Shape of the challenger dataset

For people familiar with Python, xarray and dask, the fastest way to get an idea of the required challenger datacube is to look at this notebook. In addition, you can open and explore the official challenger datasets by using the oceanbench.datasets.challenger module, the documentation is here.

The following figure provides an illustration of the shape of a challenger dataset at 1/12° resolution.

_images/shape-of-the-challenger-dataset.png

The challenger dataset must contain all 10-day forecasts starting on the 52 Wednesdays of the year 2024.

Hence, it must be a datacube with at least 5 dimensions and 5 variables as defined in the Climate and Forecast Convention (CF).

Dimensions:

  • Latitude (standard grid)

  • Longitude (standard grid)

  • Depth (positive depth level in the ocean)

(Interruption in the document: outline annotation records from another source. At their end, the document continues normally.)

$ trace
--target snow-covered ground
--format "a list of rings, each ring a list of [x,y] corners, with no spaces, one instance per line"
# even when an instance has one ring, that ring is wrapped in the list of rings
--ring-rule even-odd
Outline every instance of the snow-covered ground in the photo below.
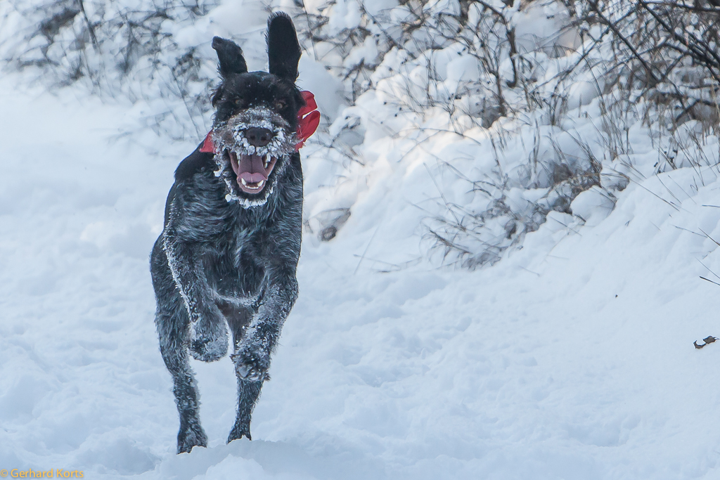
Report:
[[[370,147],[379,160],[348,177],[363,184],[350,189],[338,236],[304,239],[300,296],[255,410],[255,440],[224,443],[235,415],[230,361],[196,362],[210,447],[176,456],[148,255],[172,173],[199,139],[123,135],[140,107],[19,81],[0,80],[0,469],[720,477],[720,343],[693,345],[720,336],[720,286],[700,278],[720,283],[717,168],[634,178],[606,218],[612,204],[603,211],[587,192],[574,209],[585,225],[551,212],[494,266],[451,271],[408,263],[423,254],[418,192],[436,185],[436,171],[420,157],[392,161],[380,139]],[[638,158],[657,158],[637,145]],[[332,168],[315,151],[304,166],[308,209],[338,206],[345,187],[320,188]]]

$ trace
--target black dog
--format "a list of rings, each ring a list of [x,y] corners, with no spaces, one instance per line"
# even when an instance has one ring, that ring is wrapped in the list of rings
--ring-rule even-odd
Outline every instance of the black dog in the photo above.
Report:
[[[150,258],[160,350],[180,414],[179,453],[207,444],[188,351],[204,361],[224,356],[230,326],[238,399],[228,441],[249,439],[270,355],[297,296],[298,112],[306,109],[294,84],[300,48],[286,14],[271,17],[267,44],[270,73],[248,73],[240,47],[213,38],[222,81],[213,130],[175,172]]]

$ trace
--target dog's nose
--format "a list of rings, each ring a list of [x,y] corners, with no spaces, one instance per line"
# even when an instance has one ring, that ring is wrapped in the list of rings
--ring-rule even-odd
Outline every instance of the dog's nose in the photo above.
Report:
[[[275,135],[266,128],[259,128],[251,127],[245,131],[245,137],[248,139],[248,142],[255,147],[264,147]]]

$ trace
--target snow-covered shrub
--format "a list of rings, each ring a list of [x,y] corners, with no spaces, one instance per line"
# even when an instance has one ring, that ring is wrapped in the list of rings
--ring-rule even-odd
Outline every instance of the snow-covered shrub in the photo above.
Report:
[[[200,135],[210,108],[212,63],[179,42],[216,0],[7,0],[0,4],[0,55],[50,88],[81,83],[96,94],[157,101],[156,130]]]
[[[45,81],[143,99],[148,126],[199,140],[210,37],[257,40],[264,15],[287,12],[301,87],[323,114],[304,151],[306,230],[330,240],[363,202],[400,196],[420,212],[418,255],[476,268],[551,212],[597,222],[629,182],[717,163],[720,14],[699,5],[6,0],[0,56]],[[246,54],[256,40],[240,41]]]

  • Lead day index (from 0 to 9, corresponding to the 10 days of forecasts)

  • First day datetime (datetime of the first day of forecast)

Variables:

  • Sea surface height above geoid (over all dimensions except depth)

  • Sea water potential temperature (over all dimensions)

  • Sea water salinity (over all dimensions)

  • Northward sea water velocity (over all dimensions, also named meridional current)

  • Eastward sea water velocity (over all dimensions, also named zonal current)

The challenger dataset dimensions and variables must be named according to the Climate and Forecast Convention (CF) standard names or have a standard_name attribute containing the corresponding CF standard name.

The challenger dataset should be opened as an xarray.Dataset, with explicit dask chunks for best performances.

Finally, OceanBench supports challenger datasets with 1/12° resolution or 1/4° resolution.